Windows CE Summary

scavenged and summarized by Walter Bell (wbell)

'WHAT DOES THE "CE" STAND FOR?

"CE" doesn't represent a single concept, but rather implies a number of Windows CE design precepts, including "Compact, Connectable, Compatible, and Companion." '

System (as of v2.0)

A clean slate implementation of Windows designed to run on many different 32-bit processor architectures.
    + byte ordering with the operating system seems to be required to be intel (all display buffers are in intel byte order, etc,)

Comes in 3 flavors:

Operating system is 'componentized', that specific manufacturers can omit or replace portions of the operating system as they see fit.

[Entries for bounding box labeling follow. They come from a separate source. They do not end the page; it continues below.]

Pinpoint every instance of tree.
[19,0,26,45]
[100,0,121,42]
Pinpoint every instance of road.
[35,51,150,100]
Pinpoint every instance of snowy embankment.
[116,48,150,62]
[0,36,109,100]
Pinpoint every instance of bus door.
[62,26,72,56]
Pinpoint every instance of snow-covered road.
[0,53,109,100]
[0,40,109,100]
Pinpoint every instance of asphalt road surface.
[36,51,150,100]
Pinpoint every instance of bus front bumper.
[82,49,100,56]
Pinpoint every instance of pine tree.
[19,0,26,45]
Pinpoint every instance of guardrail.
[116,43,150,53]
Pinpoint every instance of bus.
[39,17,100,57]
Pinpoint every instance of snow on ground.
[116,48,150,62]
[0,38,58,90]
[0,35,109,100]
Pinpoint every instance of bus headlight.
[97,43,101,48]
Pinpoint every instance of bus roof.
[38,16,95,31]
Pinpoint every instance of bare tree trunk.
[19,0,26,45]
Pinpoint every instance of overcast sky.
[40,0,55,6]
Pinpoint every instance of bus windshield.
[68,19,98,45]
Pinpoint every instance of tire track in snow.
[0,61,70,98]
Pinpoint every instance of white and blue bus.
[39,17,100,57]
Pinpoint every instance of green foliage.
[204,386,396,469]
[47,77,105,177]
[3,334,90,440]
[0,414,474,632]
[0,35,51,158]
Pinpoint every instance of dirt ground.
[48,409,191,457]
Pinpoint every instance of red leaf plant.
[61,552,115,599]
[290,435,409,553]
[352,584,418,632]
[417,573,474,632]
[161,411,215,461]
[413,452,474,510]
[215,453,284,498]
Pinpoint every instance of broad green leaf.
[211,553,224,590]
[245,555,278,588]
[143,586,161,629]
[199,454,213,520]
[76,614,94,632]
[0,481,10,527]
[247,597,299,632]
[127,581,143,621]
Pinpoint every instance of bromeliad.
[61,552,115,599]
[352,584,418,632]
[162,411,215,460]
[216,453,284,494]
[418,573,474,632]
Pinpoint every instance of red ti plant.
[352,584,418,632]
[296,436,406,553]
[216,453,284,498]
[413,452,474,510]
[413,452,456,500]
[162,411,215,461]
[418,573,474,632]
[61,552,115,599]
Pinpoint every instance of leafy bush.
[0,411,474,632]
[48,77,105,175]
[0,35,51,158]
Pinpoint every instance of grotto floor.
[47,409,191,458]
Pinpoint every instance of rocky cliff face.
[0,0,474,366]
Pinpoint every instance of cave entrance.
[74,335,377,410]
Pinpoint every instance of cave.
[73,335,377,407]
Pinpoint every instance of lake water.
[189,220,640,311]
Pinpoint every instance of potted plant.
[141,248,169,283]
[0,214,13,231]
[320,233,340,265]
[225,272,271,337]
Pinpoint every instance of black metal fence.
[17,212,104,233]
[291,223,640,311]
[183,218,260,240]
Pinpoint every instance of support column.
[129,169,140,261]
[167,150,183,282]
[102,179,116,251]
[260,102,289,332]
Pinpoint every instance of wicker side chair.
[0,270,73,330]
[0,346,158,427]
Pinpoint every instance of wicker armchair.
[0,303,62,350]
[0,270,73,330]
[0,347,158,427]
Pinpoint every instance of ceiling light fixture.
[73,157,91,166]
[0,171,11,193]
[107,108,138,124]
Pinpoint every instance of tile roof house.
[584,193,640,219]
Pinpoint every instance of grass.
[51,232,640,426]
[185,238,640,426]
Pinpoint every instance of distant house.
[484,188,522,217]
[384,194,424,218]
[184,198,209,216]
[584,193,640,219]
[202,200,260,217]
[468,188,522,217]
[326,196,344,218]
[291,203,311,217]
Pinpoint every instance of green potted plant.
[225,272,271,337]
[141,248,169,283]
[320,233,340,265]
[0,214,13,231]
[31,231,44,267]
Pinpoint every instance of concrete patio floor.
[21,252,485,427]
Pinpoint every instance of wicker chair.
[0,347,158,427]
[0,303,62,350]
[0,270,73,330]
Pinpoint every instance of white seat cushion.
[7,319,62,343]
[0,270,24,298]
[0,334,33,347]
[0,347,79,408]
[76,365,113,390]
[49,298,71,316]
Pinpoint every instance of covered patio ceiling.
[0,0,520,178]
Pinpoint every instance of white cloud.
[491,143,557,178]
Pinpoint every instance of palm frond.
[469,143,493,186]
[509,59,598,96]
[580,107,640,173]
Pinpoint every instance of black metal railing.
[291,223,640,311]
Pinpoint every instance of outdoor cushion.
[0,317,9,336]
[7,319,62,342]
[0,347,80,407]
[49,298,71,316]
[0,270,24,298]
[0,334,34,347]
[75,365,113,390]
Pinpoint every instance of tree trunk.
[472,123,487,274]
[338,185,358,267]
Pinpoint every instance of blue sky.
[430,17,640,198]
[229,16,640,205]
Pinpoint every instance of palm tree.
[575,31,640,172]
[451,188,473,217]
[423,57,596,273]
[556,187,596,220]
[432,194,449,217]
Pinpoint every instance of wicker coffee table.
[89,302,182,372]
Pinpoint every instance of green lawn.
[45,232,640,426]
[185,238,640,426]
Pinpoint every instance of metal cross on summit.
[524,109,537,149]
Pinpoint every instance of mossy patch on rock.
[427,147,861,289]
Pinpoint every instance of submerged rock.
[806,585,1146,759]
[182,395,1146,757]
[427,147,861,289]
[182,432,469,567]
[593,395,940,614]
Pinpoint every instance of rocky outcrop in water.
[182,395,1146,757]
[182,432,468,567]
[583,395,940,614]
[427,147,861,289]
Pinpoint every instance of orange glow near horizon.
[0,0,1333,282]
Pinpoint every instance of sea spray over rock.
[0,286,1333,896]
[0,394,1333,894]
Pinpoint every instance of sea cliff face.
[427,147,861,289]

Display options range from no display to alphanumeric displays up to 32-bit color.

Input can be via the conventional keyboard/mouse setup, or via pen input with gylph or natural stroke character recognition

 Windows CE is a Unicode environment (multibyte characters)

Windows CE provides a virtual memory system. Windows CE supports a virtual address space of 2 GB, with each process accessing its own 32 MB of virtual address space

Up to 256 file systems can be loaded on a single device. All file systems must be compressed. Currently implemented are the 16-bit and 32-bit fat file systems. No file can be bigger than 16 meg.

Windows CE is a real-time operating system:
    (From http://www.microsoft.com/windowsce/hpc/developer/techpapers/realtimesys.asp)

 

Compatibility

Supports a subset of well-known Win32 Api that helps in porting applications from windows environment, which has much support for developers.

Gives good support for standard network communication protocols.

Supports a large amount of hardware from flash memory to smart cards, modems, sound cards, etc. And the list is sure to increase.

Many Microsoft technologies are supported, COM/ActiveX, etc.

Rumor has it that Java might be supported. Couldn't confirm it.